There was something so comforting and surreal about the whole thing. It was the moment I was able to differentiate between someone being there and not being there. That was not him. That was just his body. And it was in this terribly sad and awakening moment that I remembered a quote from a book I read, called Stiff.
“You are a person, and then you cease to be a person, and a cadaver takes your place.”
About a decade ago I was watching an episode of Six Feet Under (best show ever by the way) and one of the characters was talking about a book called Stiff by Mary Roach. Many years later I found that book on a shelf at my brother's house. I stole it, read it and it changed the way I thought about life, but most importantly, how I thought about death.
Stiff is about Mary’s search to discover what happens to the human body after we die. I know, it sounds morbid and at times it is. But it is also really, really clever and fascinatingly hilarious.
Trembling with excitement and anxiety, she tours the FBI body farms to learn how the human vessel will decompose in various places such as the trunk of a car, or half buried, or in some other hideous circumstance. With terrific and terrifying detail, she explains what happens when you donate your body to science or what happens to you in a plane crash. Along with forensics and science, she decorates the book with her personal experience with death. That’s what kept me reading page after page, chapter after horrifying chapter.

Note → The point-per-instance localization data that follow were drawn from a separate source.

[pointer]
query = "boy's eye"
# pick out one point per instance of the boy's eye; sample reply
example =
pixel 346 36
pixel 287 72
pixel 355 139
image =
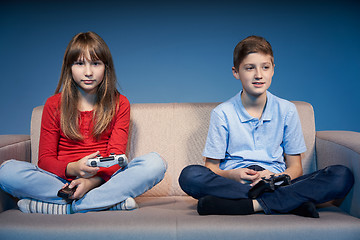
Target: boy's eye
pixel 97 63
pixel 79 63
pixel 248 68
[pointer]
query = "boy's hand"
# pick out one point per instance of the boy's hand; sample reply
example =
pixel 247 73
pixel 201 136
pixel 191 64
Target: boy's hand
pixel 265 173
pixel 244 175
pixel 80 169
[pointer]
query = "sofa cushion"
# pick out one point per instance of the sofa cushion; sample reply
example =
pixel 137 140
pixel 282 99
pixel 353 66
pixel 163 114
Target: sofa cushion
pixel 176 218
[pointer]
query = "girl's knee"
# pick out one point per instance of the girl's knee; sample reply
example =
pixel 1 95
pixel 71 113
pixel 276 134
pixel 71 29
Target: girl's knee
pixel 190 174
pixel 12 167
pixel 151 162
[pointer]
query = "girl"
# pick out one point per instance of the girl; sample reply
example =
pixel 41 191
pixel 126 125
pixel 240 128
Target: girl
pixel 87 116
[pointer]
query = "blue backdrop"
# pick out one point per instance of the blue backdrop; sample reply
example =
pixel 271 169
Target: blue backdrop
pixel 181 51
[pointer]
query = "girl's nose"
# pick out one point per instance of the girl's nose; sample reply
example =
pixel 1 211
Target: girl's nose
pixel 88 70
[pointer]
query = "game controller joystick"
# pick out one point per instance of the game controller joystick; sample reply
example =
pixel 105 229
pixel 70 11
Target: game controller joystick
pixel 269 185
pixel 66 193
pixel 108 161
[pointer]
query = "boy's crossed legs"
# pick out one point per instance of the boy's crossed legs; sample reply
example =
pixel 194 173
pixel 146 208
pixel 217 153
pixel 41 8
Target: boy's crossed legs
pixel 219 195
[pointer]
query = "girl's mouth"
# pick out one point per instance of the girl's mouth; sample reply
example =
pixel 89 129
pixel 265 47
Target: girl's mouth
pixel 258 84
pixel 88 81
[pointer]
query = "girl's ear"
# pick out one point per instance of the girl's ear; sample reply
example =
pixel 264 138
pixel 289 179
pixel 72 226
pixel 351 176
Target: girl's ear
pixel 235 73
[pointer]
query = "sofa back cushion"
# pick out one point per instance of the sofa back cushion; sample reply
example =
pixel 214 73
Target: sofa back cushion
pixel 177 131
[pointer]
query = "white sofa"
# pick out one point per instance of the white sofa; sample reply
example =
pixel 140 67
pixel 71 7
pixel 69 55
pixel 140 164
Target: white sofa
pixel 178 131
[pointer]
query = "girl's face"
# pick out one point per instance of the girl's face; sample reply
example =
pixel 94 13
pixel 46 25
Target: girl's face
pixel 88 74
pixel 255 73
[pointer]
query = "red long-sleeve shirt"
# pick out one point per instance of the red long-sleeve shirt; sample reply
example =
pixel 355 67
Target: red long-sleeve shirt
pixel 56 150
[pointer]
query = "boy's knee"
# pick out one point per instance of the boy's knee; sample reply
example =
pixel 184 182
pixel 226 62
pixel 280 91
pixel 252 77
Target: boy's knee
pixel 343 178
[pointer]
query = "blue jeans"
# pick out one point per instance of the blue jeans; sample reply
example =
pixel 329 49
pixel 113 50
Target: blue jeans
pixel 24 180
pixel 324 185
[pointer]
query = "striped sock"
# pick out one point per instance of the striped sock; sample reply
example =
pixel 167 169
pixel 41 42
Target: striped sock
pixel 128 204
pixel 36 206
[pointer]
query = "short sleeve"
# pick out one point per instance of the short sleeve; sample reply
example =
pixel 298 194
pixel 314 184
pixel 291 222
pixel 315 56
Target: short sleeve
pixel 217 138
pixel 293 140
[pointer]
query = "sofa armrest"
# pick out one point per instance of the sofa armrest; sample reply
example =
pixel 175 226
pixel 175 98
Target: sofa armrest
pixel 342 147
pixel 13 147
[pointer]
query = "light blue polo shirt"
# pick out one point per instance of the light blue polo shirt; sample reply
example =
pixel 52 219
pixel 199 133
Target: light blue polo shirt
pixel 240 140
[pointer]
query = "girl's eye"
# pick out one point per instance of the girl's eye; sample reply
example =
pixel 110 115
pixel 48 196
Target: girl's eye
pixel 96 63
pixel 249 68
pixel 79 63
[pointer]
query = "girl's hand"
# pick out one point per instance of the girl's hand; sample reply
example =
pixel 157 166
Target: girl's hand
pixel 80 169
pixel 84 185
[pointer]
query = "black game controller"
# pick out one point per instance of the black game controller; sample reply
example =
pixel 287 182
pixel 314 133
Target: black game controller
pixel 269 185
pixel 66 193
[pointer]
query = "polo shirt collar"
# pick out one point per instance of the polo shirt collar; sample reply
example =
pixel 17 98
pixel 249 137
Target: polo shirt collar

With Mary sharing her own experiences with death, it allowed me to relate to this intriguing yet particularly odd women. She inserted humor into a topic that should be void of it and I felt almost guilty that I was laughing through the horror of it all. Some people may take offence to it and that is completely fine. This book is not for everyone. But it was for me. I read it several times before I saw a dead body and several times afterwards. Each and every time I finished it, I felt better. Not because it explained everything, but because it simplified everything.
Although it’s not particularly nice to think about what happens to our bodies when we die, for me, the more I read about the process the less afraid of it I was. This book reminded me so much of one of my favourite poems by John Berger.
“What reconciles me to my own death more than anything else is the image of a place: a place where your bones and mine are buried, thrown, uncovered, together... It is strange that this image of our proximity, concerning as it does mere phosphate of calcium, should bestow a sense of peace. Yet it does. With you I can imagine a place where to be phosphate of calcium is enough.”
Don’t get me wrong. Dying scares the absolute shit out of me. But it’s the dying that scares me, not the afterwards part. I think about things like, Will I be alone? Will it be painful? Will I be leaving my family or joining them? Those are the worries I have.
If burying me in the ground gives my family a place to visit, then by all means, bury me in the ground. If scattering my ashes to the wind allows them to think that I am free, then by all means, scatter my ashes to wind. And if my body is able to help a doctor or scientist be better at their job, then by all means, donate my body to science and allow it to be chopped up and dissected for the good of humanity.
But there is one thing that Mary and I are absolutely adamant about. If I am in an accident and there is an option to donate my organs to a living human being, then my family better give consent.
Out of all the organs in the body, my heart is the most important to me. It is the physical representation of the love that I have given and received in my life. But when I die, I’ll take that love with me and leave the vessel that it was once stored in.
I have a tattoo on my wrist that says “I carry your heart” and it is my hope that one day someone will carry mine. Physically or metaphorically, either one is okay with me.